Tal como os espectáculos de gladiadores na Roma antiga, os nossos festivais são o circo do nosso pão e circo:
- constituem uma válvula de descompressão para a população, principalmente os segmentos mais jovens e mais pobres;
- E oferecem uma oportunidade de negócio privilegiada para a massa de operadoras informais que povoam as nossas vilas e cidades
Dada a sua centralidade cultural e económica, as administrações municipais estão cientes que estes eventos representam verdadeiros palcos de avaliação dos seus mandatos.
Em contrapartida, usam-nos abertamente para a angariação de dividendos políticos. Edis como Augusto Neves, de São Vicente, são conhecidos pela utilização intensa de entretenimento popular nas suas estratégias eleitorais.
Paradoxalmente, os elevados orçamentos dos maiores festivais provocam ondas de indignação; as câmaras são acusadas de esbanjar dinheiro em futilidades, quando existem programas urbanísticos e sociais urgentes que esperam por financiamento.
Quanto ao público, as mesmas vozes acusam-no de manter preocupações estritamente lúdicas; e de sofrer de um deficit vergonhoso de cidadania.
Um exemplo em particular é citado sistematicamente como evidência dos nossos níveis deficientes de consciência cívica: a sociedade do Mindelo, que se associa produtivamente pelo carnaval; mas nunca demonstra a mesma iniciativa cívica na abordagem dos seus inúmeros problemas económicos e sociais.
Este quadro de alienação cívica explicitado pela nossa dependência de festivais é preocupante sim: mas é o produto previsível da nossa História e da nossa atualidade política.
Antes de condenar o povo cabo-verdiano por se deixar comprar politicamente por festivais, tentemos perceber as razões históricas, económicas e culturais que lhe conduzem a este comportamento.
Traduzindo a célebre canção “Dimokrasia”, do conjunto musical Bulimundo: se pensares, falarás; se não falares, gritarás; se não gritares, explodirás.

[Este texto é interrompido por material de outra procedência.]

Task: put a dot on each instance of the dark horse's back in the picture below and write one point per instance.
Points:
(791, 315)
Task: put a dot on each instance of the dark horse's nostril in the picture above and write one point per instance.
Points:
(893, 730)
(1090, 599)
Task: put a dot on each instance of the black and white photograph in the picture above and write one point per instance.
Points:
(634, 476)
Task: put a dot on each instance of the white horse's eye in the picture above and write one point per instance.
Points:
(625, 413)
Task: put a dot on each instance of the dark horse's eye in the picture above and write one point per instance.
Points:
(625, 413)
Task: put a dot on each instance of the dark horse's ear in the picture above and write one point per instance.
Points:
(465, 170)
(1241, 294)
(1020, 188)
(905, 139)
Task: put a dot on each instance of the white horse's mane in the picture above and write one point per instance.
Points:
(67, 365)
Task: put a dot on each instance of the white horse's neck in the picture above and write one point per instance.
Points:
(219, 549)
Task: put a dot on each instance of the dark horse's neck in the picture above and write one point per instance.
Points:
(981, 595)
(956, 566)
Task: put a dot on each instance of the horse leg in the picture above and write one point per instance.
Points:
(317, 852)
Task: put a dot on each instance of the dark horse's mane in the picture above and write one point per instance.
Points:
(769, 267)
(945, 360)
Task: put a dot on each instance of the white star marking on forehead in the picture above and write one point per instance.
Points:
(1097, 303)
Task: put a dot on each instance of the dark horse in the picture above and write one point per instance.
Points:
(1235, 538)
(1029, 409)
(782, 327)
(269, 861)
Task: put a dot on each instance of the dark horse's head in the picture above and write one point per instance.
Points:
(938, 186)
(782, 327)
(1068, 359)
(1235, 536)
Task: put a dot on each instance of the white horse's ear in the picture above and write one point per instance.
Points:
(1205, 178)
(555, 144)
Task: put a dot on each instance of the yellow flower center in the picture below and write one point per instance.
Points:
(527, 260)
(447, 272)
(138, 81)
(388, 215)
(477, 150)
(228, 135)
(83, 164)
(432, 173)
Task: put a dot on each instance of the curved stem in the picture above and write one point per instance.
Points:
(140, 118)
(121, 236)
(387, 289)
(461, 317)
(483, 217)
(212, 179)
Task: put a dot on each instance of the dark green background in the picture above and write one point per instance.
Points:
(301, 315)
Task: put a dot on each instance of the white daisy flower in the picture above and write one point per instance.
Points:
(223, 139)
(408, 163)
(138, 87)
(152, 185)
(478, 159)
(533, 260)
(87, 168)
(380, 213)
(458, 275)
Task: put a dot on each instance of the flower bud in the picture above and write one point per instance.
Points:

Válvulas de escape como o festival da Gamboa têm como função fundamental gerir as explosões iminentes de um povo que tem graves motivos, históricos e contemporâneos, para toda a sorte de frustrações políticas e sociais.
Quanto à exploração política de festivais pelas edilidades, ela nunca foi mais transparente do que neste último Gamboa, que homenageou os heróis da Independência sob o lema “Pensar para agir e agir para poder pensar melhor”, alusão a uma máxima de Amílcar Cabral.
A recusa do governo do MpD de celebrar com dignidade o cinquentenário da Independência Nacional obriga o PAICV – para quem a narrativa independentista tem utilidade eleitoral – a inventar outros palcos para a sua promoção.
Mas há uma diferença enorme entre o tratamento desta matéria neste festival e, por exemplo, a homenagem à revolução anti-colonial feita pelo Grupo Monte Sossego no Carnaval de 2024.
O Monte Sossego apresentou, com plena legitimidade artística, uma interpretação carnavalesca de uma narrativa marcante da nossa História contemporânea. Já os organizadores da Gamboa limitaram-se a aproveitar a temática independentista para servir, de forma simplista, os seus interesses eleitorais.